How to Stop Short-Order Cooking for Your FamilyI had a moment the other night when my son told me he was hungry as I tucked him into his bed. I cringed thinking, “am I really sending my child to bed hungry?!” I also cringed at the thought of the amount of food I had wasted at dinner just a few hours before bedtime. That was one of the first times this scene has played out in our house since I’ve implemented the “no short-order cooking” rule for my family. Personally, I found that making separate meals was not only exhausting as the head chef in our house, but it enabled picky eating. So how did I make the transition from toddler favorites like chicken nuggets and buttered corn to plating one meal for the entire family? It took some trial and error, but here’s how:

  1. I let my children help with the meal plan. Granted the oldest just turned four, but he certainly knows the difference between spaghetti and meatballs and grilled chicken and broccoli and rice. I can tell you he certainly doesn’t know when I finely chop mushrooms and peppers to our spaghetti sauce, so that’s a win for Mom! I just can’t forget the extra Parmesan cheese on top of his serving.
  2. I always serve something familiar on my children’s plates. One of my most successful tips when it comes to pleasing picky eaters is to serve a favorite food with a new food or recipe. Children are more likely to try a new food if it’s served with something they already enjoy eating.

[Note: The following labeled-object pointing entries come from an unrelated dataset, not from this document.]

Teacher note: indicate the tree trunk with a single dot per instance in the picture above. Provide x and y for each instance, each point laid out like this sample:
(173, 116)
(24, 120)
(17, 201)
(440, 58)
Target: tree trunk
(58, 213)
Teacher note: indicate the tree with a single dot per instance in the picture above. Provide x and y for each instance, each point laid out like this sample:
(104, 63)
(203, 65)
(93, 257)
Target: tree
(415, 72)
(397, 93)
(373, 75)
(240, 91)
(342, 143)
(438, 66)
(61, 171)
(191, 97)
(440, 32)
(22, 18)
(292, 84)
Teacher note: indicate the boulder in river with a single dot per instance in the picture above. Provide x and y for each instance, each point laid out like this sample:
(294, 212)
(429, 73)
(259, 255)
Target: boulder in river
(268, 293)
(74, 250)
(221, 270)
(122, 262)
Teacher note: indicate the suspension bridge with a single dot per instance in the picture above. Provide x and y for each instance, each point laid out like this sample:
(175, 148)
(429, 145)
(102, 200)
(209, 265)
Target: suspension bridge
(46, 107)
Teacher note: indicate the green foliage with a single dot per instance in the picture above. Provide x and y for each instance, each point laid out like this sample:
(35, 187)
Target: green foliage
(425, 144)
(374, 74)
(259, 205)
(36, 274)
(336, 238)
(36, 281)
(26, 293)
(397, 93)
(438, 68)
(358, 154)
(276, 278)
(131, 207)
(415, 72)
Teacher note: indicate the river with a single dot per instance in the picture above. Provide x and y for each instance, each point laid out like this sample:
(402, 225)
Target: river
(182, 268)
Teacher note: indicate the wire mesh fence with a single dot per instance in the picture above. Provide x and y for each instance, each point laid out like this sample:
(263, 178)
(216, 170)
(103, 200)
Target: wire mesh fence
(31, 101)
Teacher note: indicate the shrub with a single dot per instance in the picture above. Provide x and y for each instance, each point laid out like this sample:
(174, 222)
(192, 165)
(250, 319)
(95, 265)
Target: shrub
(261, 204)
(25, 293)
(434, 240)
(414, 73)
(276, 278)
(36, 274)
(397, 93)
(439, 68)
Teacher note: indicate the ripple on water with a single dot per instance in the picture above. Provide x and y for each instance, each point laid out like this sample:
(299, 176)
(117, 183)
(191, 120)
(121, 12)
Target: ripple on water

  3. Serve it their way. Think about it this way: when I make a taco salad for dinner, I deconstruct the salad for my children. My salad looks like an everything-but-the-kitchen-sink kind of meal, theirs is separated by food or salad component. That’s where divided plates come in handy!

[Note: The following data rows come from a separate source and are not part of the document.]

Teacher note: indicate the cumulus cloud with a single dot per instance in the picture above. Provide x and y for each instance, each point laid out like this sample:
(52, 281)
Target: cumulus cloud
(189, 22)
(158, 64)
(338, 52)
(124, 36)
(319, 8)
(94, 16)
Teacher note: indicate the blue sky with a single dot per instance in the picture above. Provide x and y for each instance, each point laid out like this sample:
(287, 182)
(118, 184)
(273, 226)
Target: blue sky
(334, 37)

  4. Be adventurous, but not too much. If you decide 5 out of 7 nights one week you are going to try all new recipes and flavors your child has NEVER tasted before, you might want to think twice. That hasn’t worked out in my favor… so I find that picking 1-2 new recipes a week and keeping a list of old standbys has made healthy meal planning simpler, but it’s also a happy medium between me wanting my children to try new foods and also getting them to eat the healthy foods they already enjoy.
  5. Think about what they are eating throughout the day or week. And that might make you feel a little better if they decide to skip out on a meal or snack that isn’t their favorite. One meal is not going to send them into a hunger strike or nutrient deficiency. They might just be ready for a big breakfast when they wake up for the morning!

By stopping a short-order cook mentality in your house, you are not only making mealtime less hectic on you, but also teaching your child an important lesson: not every meal is going to be their favorite— and that’s OK!